3 of 5 people found the following review helpful
2.0 out of 5 stars Painfully Slow 8 April 2005
By Thomas J. Trujillo - Published on Amazon.com
Format:Hardcover
Some good information contained in this book, but not much. If you want to know who is he second cousin of this count, or the sister of that

Duke, this is the book for you. Very slim on details. I kept waiting for the revelations of hows and whys of the decisions that were made during and after WW2. Instead there was nothing but generalities and references. Here is an example. Do you remember the movie A Bridge Too Far ? Well, this operation was a disaster pushed on the Allies by Churchill and more importantly Monty. Well, the diary entry in the book for the days after the battle, Colville states matter of factly that the "5th Airborne Brigade has been wiped out". Thats it! I would expect that private secretary to the PM would have more details on pre and post discussions.

Read at your own risk.
1 of 2 people found the following review helpful
5.0 out of 5 stars A priceless firsthand account of Churchill at war 2 Sep 2010
By MarkK - Published on Amazon.com
Format:Hardcover
John Colville was a man blessed with good fortune. Born to a well-connected upper-class family, he excelled in school and capped his academic career with a first in history at Trinity College Cambridge. Fascinated by current events, he passed the Foreign Office entrance exam on the first try and was posted to the Middle East before returning home just prior to the outbreak of the Second World War. A little more than a month after the start of hostilities, he was seconded to 10 Downing Street as an assistant private secretary, an assignment that gave him a privileged vantage point from which to witness events.

Colville's decision to keep a diary predated his posting, reflecting his desire to capture his impressions about the war that he experienced.
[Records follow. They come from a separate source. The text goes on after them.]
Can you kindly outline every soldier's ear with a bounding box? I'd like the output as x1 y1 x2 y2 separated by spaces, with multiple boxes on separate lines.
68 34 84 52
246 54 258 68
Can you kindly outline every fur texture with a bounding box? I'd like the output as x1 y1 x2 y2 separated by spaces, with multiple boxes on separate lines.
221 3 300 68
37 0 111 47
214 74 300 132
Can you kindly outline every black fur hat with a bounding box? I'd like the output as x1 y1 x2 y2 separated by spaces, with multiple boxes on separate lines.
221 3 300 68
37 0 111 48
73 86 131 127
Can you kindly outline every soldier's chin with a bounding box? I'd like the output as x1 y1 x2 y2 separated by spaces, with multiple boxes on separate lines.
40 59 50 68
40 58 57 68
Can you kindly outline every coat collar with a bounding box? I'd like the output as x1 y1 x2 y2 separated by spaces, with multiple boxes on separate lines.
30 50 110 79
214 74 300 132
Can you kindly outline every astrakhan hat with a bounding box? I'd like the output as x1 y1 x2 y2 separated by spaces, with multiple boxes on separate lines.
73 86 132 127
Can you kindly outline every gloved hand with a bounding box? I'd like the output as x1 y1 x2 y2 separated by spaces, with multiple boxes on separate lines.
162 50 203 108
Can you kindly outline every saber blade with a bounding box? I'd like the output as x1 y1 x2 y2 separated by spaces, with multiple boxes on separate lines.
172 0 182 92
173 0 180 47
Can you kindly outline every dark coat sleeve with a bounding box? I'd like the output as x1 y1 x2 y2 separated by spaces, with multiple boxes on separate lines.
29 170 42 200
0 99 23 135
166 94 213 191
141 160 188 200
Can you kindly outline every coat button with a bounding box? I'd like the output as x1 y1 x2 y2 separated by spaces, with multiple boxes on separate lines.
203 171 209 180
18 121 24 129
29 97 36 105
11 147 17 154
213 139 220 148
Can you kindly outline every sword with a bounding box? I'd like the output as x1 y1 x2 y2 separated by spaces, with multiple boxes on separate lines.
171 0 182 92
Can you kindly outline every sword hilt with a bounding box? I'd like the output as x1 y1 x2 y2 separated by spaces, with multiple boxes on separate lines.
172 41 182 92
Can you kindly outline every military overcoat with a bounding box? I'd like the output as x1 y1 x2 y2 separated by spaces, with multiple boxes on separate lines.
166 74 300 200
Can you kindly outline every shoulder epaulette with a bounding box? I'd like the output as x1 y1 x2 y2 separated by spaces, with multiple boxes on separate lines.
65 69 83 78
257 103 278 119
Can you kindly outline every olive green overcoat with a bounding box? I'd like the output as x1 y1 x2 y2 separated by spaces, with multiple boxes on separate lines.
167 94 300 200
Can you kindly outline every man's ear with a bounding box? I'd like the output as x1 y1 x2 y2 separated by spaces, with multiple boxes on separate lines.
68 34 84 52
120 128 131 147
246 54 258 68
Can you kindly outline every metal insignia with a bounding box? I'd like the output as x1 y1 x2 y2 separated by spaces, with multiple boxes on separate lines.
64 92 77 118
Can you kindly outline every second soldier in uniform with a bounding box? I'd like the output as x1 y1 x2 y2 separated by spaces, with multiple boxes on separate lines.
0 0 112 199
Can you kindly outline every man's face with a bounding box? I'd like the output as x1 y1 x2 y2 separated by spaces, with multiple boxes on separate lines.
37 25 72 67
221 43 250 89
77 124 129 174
His transfer to the office of the Prime Minister, however, transformed it into a priceless firsthand account of British politics during the war. It is the first part of the diary, covering Colville's observations from September 1939 until his transfer to the RAF in October 1941, that is the highlight of the book, yet the later sections covering his return to Downing Street in 1943-5 and again in Churchill's postwar ministry are also enjoyable for their insights. Winston Churchill is naturally at the heart of these diaries, and though Colville edited his diaries for publication he let stand many of his comments from that time no matter how inaccurate and embarrassing they must have seemed later. This only enhances their value, allowing the reader to see Colville's evolving attitude towards him, which begins with concerns for Churchill's "ineffective, and indeed harmful" (p.108) efforts as First Lord before coming to respect and admire him as Prime Minister. It is from these pages that we get some of our best assessments of Churchill and the war, as well as a generous collection of his bon mots about his political contemporaries (supplemented by a few from Colville himself)

All of this makes Colville's diary an indispensable resource for anyone interested in Churchill and Britain during the Second World War. It is valuable not just for the moments he captures involving the decision makers but for its portrait of upper-class life during the war as well, a life of dinners and diversions not too constrained by wartime deprivations. Together they make for an enduring work, one that will continue to shed light while the works which draw from it collect dust on the bookshelves.